Sky-high fuel costs: 'What can you do?'

SACRAMENTO, Calif. - With gas prices soaring past $3 a gallon, oxygen providers in California are maximizing efficiency--and asking customers to do the same. "If patients make us go out needlessly, we do a trip charge," said Rich King, CEO of Pro Med DME in Los Alamitos, Calif. "If they call at the last minute for tank refills, they either come here or they pay a fee.
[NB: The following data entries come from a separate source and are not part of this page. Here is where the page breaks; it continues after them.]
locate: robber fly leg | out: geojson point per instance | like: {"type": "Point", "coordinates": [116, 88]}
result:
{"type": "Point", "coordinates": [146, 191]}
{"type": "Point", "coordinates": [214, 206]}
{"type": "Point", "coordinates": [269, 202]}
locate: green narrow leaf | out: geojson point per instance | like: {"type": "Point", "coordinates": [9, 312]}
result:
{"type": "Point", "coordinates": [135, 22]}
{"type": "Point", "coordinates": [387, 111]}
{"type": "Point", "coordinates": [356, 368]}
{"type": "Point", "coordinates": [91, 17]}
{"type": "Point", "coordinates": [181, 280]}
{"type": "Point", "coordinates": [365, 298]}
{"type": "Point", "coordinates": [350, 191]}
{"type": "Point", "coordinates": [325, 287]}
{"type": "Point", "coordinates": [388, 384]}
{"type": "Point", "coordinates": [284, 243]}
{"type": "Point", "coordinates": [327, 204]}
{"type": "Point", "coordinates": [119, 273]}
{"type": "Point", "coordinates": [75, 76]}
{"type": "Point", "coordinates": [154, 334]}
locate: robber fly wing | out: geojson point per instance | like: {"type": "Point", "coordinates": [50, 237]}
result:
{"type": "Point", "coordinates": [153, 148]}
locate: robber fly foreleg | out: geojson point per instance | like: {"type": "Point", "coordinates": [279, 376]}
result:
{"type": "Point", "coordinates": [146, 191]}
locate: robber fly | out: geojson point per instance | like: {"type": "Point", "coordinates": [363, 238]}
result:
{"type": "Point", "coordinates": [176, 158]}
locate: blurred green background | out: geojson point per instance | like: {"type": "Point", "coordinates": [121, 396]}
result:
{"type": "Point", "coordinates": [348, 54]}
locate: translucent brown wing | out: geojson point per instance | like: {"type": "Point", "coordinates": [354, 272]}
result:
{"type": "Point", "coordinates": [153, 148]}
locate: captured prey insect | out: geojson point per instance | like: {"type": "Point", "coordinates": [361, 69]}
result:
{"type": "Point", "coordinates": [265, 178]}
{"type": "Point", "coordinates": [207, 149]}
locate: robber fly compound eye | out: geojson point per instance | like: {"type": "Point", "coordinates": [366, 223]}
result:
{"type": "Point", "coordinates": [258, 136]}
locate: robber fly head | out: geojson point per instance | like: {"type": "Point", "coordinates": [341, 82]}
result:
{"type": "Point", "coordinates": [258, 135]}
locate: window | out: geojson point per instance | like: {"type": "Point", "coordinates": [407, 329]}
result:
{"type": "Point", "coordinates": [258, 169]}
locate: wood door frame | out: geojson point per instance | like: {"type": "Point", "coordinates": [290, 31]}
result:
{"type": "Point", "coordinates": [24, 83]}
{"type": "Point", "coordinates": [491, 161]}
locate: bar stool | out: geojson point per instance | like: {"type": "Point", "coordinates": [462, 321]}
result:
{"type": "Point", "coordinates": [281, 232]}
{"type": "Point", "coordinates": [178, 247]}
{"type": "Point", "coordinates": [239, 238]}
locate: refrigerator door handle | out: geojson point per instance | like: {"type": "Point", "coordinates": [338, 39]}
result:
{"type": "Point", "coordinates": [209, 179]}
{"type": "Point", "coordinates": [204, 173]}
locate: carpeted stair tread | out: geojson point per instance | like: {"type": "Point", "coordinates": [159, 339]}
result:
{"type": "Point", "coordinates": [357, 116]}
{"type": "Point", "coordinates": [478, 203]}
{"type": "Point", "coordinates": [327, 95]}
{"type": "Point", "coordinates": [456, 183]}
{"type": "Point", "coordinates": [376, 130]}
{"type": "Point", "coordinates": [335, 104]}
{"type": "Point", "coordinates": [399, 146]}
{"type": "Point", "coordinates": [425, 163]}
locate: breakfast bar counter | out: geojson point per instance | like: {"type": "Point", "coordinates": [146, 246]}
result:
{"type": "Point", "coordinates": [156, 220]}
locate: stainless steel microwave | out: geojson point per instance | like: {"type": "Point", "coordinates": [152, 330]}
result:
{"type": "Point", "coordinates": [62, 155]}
If they use a day's notice we can route it so it's efficient for us." King described the fee as "steep." Vince DeStigter, CEO of Jackson, Calif.-based Western Healthcare, is also adding delivery charges. "If you figure the driver's time and the cost of fuel, it's astronomical," said DeStigter. "We're not making a dime on an oxygen patient in that case." Michael Kuller, president of AllStar Oxygen Services in Concord, Calif., said the higher gas prices have caused his supplier to tack on a delivery surcharge. "We're getting hit hard," said Kuller, who has decided not to pass the cost of gas onto his patients. Careful planning and smarter routing of vehicles are part of a day's work, says Steve Vinci, general manager of Timberlake Corporation in Sacramento, Calif. His 20 delivery vehicles are equipped with GPS. "You try to route your techs so that you get the best economies of scale," said Vinci. "What else can you do? We're in the delivery business, so we make deliveries."